Seamless integration with other AWS services like Lambda
ECS, Fargate or EKS RDS
S three which is again a core aspect of the whole solution,
which is the data lake. And last but
not the least is the cost.
It is pay as you go.
Like if you don't use it, you don't pay it.
So let's quickly go over the agenda.
So over the next 1015 minutes, I'll quickly go
over why real time data streaming
and analytics principle of data streaming
and near real time streaming on AWS.
What are the options we have in hand? And at the end I'll go
over one use case and the demo covering
that use case end to end.
So let's quickly turn our attention to the why
real time analytics, as I briefly covered
earlier, is companies
must drive the real time insights from a variety of data sources.
And Gartner in 2019 emphasized that,
saying data integration requirement, which these
days demands more of a real time streaming,
replication and virtualized capabilities.
Gone are the days when you do
offline processing in days or weeks or months,
right? So I think that pretty much sets
the scene.
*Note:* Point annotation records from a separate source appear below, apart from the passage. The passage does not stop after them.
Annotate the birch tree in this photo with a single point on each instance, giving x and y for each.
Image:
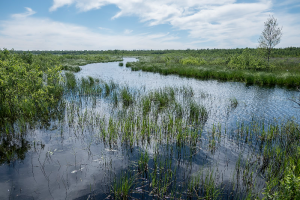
(270, 36)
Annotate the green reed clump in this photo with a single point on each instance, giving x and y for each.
(71, 81)
(281, 161)
(126, 96)
(197, 112)
(163, 97)
(233, 102)
(123, 186)
(146, 105)
(143, 162)
(128, 64)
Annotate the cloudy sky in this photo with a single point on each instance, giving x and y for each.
(143, 24)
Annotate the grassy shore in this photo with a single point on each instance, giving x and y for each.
(284, 71)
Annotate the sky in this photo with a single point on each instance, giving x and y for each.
(143, 24)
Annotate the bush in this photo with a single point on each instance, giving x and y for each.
(26, 90)
(248, 61)
(193, 61)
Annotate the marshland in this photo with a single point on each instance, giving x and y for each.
(185, 124)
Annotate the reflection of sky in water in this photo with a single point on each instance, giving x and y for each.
(73, 165)
(267, 103)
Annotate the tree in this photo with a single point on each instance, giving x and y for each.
(270, 36)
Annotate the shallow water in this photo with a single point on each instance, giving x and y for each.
(69, 163)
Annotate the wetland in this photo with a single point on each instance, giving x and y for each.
(113, 131)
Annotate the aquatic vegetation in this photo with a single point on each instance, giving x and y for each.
(152, 144)
(234, 102)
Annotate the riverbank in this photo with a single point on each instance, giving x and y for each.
(284, 72)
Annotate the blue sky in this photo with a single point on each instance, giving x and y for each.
(141, 24)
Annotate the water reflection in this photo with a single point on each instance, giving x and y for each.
(70, 159)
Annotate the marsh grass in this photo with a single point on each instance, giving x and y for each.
(284, 74)
(164, 123)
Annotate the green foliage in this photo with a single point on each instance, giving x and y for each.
(126, 96)
(193, 61)
(247, 60)
(27, 89)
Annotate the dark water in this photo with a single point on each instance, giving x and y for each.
(66, 163)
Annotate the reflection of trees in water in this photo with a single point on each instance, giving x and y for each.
(13, 148)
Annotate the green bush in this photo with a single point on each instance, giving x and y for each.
(26, 90)
(193, 61)
(247, 60)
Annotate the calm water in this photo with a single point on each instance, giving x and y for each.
(70, 164)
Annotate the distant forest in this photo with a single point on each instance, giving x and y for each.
(276, 52)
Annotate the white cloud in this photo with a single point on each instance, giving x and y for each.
(26, 14)
(224, 22)
(32, 33)
(127, 31)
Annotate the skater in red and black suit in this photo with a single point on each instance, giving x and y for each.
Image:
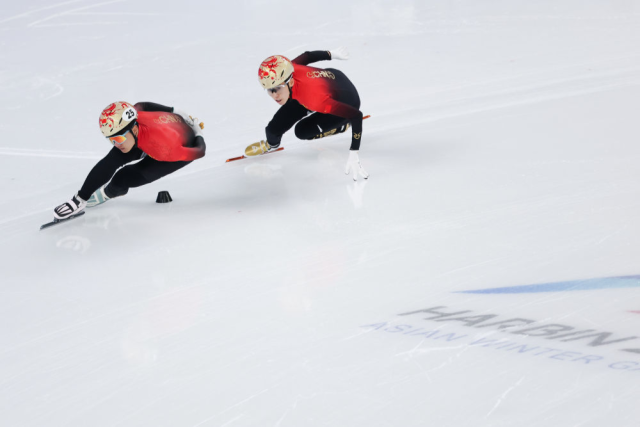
(164, 140)
(327, 94)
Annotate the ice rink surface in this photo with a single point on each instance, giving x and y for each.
(485, 274)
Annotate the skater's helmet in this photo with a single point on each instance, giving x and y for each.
(274, 71)
(117, 118)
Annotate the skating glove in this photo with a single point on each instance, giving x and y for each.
(354, 166)
(97, 198)
(72, 207)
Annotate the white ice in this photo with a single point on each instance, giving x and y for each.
(503, 151)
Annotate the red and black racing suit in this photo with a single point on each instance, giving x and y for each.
(327, 93)
(165, 143)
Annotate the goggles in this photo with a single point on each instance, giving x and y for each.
(117, 139)
(277, 88)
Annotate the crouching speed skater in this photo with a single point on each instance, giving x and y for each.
(323, 102)
(163, 139)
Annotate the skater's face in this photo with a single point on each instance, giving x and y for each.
(124, 142)
(280, 94)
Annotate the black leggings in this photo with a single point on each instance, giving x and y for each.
(319, 125)
(145, 171)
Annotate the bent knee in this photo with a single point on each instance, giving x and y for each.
(304, 132)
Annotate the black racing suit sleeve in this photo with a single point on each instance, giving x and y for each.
(284, 119)
(313, 56)
(105, 168)
(152, 106)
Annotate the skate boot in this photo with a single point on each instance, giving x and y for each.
(258, 148)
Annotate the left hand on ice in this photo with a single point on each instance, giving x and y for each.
(354, 166)
(339, 53)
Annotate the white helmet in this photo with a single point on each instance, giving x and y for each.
(274, 71)
(117, 118)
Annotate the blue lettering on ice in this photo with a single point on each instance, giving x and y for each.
(573, 285)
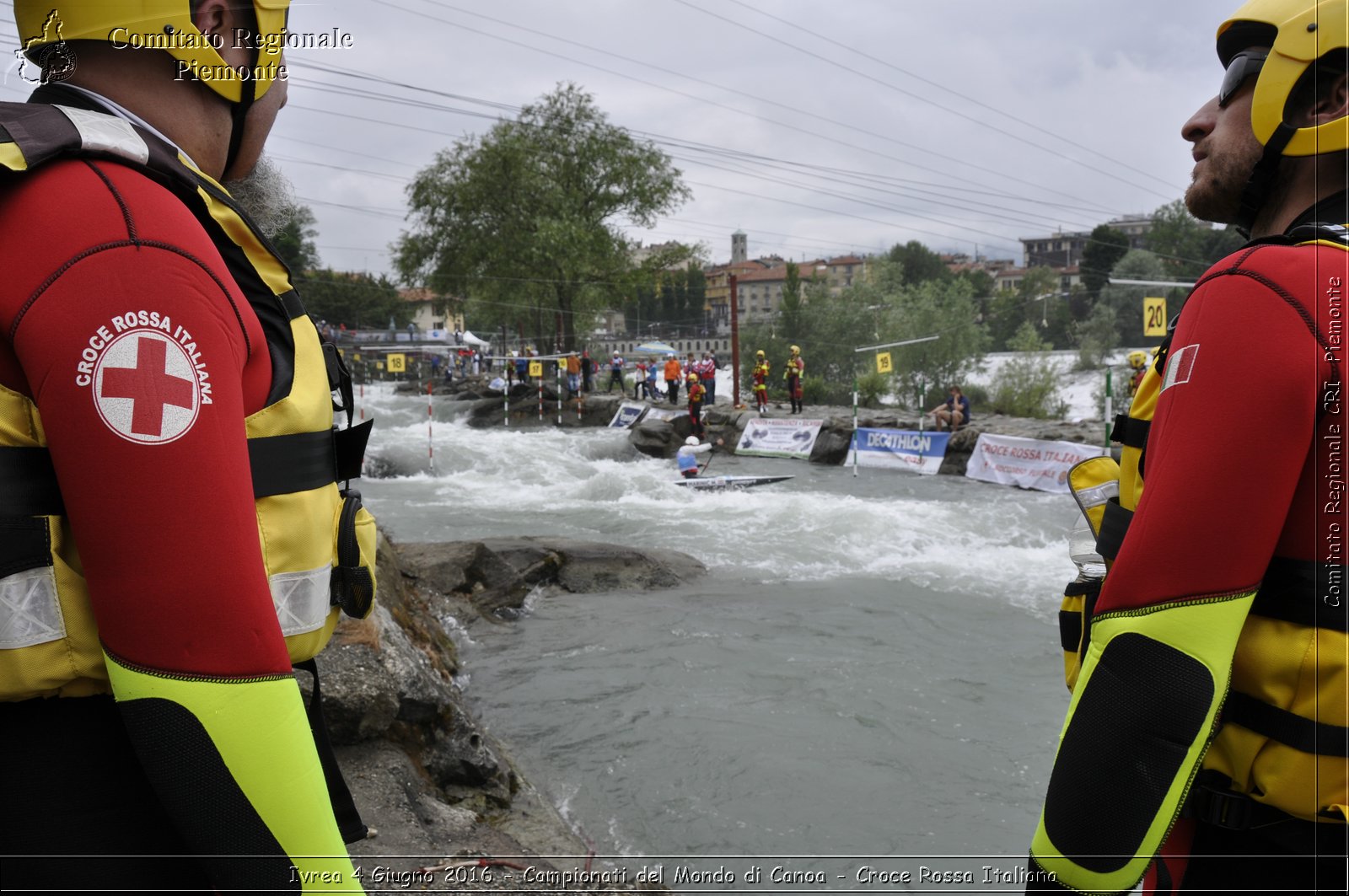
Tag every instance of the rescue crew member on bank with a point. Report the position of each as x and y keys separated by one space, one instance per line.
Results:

Now, before I go to the details, I just
wanted to take you through a quick case study about this.
Epic Games Fortnite. So real time
data streaming analysing guarantees in this game that gamers
are engaged, resulting in the most successful game currently
in the market. So for those who are not really that
familiar with, what is this all about? Fortnite is set in a world
where players can coordinate among,
cooperated rather on various missions, on fight
back against a mysterious storm, or attempt to be the last person
standing in the game's battle royal mode. It has
become a phenomenon, attracting more than 125,000,000 players
in less than a year. So it is quite popular in that sense.
So what is challenge here? So it is a free to play game
with revenue coming entirely from in game microservice
transactions, meaning its revenue depends on continuously
capturing the attention of the gamers through the new content and
continuous innovation. So to operate this way,
Epic Games needs an up to date or up to the
minute understanding on the gamer satisfaction.
Helping guarantee the experience is one that
keeps them engaged so that's
a challenge, right? Because you need to understand every gamers,
how are they reacting, how make
sure they're happy all the time. Their experience is seamless. At the same
time, collecting data, sort of the solution solution was so
Epic collects billions of records on a daily basis,
tracking virtually everything happening in the game, how players interact,
how often they use certain weapons, and even the strategies
they use to navigate the game universe. More than
14 petabytes of data are stored in, in the data lake,
powered by Amazon S three. So Amazon S three plays a significant
role here, growing two petabytes per month.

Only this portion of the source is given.